松沢呉一のビバノン・ライフ

セックスを「寝る」と表現することのひっかかり—セックスと言葉 1-[ビバノン循環湯 288] (松沢呉一) -2,463文字-

 

では、予告編に続いて本編です。

小出恵介の件で私がひっかかったのは以下です。

 

 

 

 

相手になった17歳がLINEでやりとりしたとされるものですが、17歳でセックスを「寝る」と表現している点がひっかかります。「淫行」とはなんの関係もなく、ただ言葉として気になるのです。

私くらいの世代ではセックスの意味で「寝る」と言う人はいるかと思いますが、私自身は使ったことがない。だって、公園の暗がりで欅かなんかの木に手をついて後ろからパンパンパンとやって終わった場合、あるいは車の中で座位でやった場合、「寝る」って変でしょ。寝てないのに。また、男女でも、セックスなしで同じ部屋で、時には同じベッドで一緒に寝ることもあるわけですから、「寝る」がセックスの意味というのがどうもシックリ来ないのよね。

若い世代の女子ほど、遠回しの「アレ」「アソコ」なんて言わずに「マンコ」と言いますから、セックスを「寝る」と表現する彼女の語彙に興味を抱いた次第。住んでいる地域や属するコミュニティによっても違いましょうが、年齢が高い層と日頃彼女はこういう言葉を交わしているのではなかろうか。

では、私にとって、小娘たちがどういう表現をしていたらシックリ来るのかと言えば「セックスする」です。「エッチする」もしばしば聞きますし、「ヤる」も聞きます。一部の下品層ですけど、「食う」を使うのもいます。ここでの「下品」は悪い意味ではありません。むしろ、いい意味。でも、私の周りの若い世代で「寝る」と表現するのはほとんどいないように思います。

私は「ハメる」をよく使います。「ビバノン」でも頻繁に使っていますし、日常会話でも使ってます。やはり下品層ですが、女子でもこの言葉を使うのがいます。この言葉のどこが優れているのかを書いた原稿があるので、循環することにしました。これは1999年にポット出版のサイトで書いたものです。

「こんなもんのために、三回も予告編を書いたのか」って感じですけど、そうなのです。こんな長くなるはずではなかったんですけど、ここまでは前振りです。本編はそんなに長くない。
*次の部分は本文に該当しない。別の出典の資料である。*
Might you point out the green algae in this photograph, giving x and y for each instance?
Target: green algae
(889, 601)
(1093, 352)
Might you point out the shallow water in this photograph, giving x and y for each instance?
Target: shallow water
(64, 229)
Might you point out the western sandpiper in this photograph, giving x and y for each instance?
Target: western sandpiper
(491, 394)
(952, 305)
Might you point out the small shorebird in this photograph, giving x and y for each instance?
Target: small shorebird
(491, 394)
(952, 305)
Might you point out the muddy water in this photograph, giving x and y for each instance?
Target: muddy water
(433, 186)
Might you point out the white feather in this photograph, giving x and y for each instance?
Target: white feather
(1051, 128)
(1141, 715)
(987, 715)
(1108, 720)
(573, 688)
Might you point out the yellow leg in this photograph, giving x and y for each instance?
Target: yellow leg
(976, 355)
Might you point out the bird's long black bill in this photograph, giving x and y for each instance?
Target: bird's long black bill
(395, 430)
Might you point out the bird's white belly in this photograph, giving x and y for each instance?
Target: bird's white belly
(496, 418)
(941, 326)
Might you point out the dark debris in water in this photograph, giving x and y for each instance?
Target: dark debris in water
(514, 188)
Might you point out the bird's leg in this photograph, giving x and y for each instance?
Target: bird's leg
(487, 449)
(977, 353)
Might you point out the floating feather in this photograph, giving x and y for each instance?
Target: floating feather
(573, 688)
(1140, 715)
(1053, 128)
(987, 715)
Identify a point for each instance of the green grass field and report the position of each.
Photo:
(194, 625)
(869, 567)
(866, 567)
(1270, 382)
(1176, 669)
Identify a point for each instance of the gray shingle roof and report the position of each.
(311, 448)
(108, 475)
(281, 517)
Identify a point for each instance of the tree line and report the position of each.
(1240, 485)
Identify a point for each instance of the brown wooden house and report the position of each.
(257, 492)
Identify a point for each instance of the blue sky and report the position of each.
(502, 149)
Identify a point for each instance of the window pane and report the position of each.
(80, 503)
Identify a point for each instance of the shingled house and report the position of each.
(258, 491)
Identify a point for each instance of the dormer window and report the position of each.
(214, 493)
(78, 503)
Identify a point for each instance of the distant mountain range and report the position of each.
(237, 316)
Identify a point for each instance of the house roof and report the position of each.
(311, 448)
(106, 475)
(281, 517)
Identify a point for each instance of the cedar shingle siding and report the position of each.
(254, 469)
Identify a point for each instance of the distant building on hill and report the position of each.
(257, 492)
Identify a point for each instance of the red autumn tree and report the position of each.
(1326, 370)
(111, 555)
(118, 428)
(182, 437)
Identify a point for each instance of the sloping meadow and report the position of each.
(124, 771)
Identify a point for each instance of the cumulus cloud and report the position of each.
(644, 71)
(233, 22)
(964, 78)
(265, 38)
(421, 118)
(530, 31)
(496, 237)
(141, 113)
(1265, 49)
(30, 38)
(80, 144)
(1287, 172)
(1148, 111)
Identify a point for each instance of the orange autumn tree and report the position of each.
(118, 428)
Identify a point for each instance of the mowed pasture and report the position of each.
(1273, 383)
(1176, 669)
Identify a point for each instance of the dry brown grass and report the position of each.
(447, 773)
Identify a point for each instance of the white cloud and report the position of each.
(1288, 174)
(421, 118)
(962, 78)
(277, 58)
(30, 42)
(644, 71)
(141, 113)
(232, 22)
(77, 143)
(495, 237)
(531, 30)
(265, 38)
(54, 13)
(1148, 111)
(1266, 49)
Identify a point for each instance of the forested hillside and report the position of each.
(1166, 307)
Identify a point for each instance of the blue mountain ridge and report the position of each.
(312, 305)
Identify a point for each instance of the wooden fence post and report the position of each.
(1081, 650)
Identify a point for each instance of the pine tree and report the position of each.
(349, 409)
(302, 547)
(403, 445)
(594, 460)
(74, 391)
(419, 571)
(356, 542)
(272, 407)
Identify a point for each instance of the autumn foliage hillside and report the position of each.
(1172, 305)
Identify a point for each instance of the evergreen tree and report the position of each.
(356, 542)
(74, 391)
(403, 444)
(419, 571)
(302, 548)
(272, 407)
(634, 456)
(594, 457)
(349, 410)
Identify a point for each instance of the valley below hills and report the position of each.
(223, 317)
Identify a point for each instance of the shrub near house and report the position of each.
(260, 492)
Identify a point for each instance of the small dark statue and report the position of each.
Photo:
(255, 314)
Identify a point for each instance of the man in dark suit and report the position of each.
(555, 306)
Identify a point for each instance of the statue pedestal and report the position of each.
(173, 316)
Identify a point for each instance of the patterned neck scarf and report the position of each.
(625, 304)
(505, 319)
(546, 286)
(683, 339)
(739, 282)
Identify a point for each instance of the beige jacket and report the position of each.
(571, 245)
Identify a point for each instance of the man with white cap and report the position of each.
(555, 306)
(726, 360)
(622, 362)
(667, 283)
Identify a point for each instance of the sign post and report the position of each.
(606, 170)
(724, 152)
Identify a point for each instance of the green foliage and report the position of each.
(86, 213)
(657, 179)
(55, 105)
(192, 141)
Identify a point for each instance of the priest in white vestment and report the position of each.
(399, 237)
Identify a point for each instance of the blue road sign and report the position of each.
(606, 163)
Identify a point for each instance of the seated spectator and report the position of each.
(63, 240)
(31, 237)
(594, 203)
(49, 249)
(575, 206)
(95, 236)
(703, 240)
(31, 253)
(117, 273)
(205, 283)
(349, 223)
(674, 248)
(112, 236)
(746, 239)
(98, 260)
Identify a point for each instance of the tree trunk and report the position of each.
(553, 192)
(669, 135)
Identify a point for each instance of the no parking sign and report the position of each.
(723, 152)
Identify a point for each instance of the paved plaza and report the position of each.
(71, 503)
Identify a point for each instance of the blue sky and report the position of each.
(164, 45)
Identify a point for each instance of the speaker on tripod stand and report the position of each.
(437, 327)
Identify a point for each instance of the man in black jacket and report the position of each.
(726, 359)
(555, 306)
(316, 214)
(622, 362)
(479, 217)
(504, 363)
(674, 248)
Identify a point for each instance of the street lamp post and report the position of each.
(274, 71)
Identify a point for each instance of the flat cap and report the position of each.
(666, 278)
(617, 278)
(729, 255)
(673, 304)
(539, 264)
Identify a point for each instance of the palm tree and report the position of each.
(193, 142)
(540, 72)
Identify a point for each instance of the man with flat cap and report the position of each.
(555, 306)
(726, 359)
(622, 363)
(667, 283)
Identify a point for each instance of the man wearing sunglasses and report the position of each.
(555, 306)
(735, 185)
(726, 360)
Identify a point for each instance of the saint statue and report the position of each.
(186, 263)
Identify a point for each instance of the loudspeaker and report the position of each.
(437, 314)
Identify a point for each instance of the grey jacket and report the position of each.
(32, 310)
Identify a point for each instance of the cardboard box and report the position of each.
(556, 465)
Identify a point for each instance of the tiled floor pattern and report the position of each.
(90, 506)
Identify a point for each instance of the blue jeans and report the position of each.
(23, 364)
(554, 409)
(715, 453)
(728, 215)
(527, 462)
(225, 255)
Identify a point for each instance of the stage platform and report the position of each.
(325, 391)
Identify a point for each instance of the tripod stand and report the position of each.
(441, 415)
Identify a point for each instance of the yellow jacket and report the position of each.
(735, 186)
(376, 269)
今回はメトロポリタン美術館収蔵の、喜多川歌麿の春画をあしらってみました。メトロポリタン美術館のサイトでは年齢制限等はなくて、誰でも見られるようになっています。芸術ですから。でも、私が使うのはどうなんだべ。あくまで言葉を論じているとは言え、文脈としては芸術ではなく、学術でもなく、エロ・エッセイですしね。こんなんで摘発されることはないにしても、Googleでアダルトサイトと認識されると、検索でひっかからなくなってしまうので、春画は有料部分だけにしておきました。そのため、今回は無料部分がほとんどありません。

ここに出したのはこれからハメるところでしょうから、大丈夫でしょう。

Kitagawa Utamaro「Parting of Lovers: Courtesan and Her Lover」

 

 

 

北海道と「ハメる」

 

vivanon_sentence札幌に行った際、馴染みの風俗嬢に会ったら、彼女はこう言っていた。

 

「またススキノのいろんなお店でハメてきたんでしょ」

「いやいや、そんなにハメちょらん」

 

「ハメる」という言葉を使う女たちもいるけれど、客に使う風俗嬢は珍しい。これは北海道だからではなかろうか。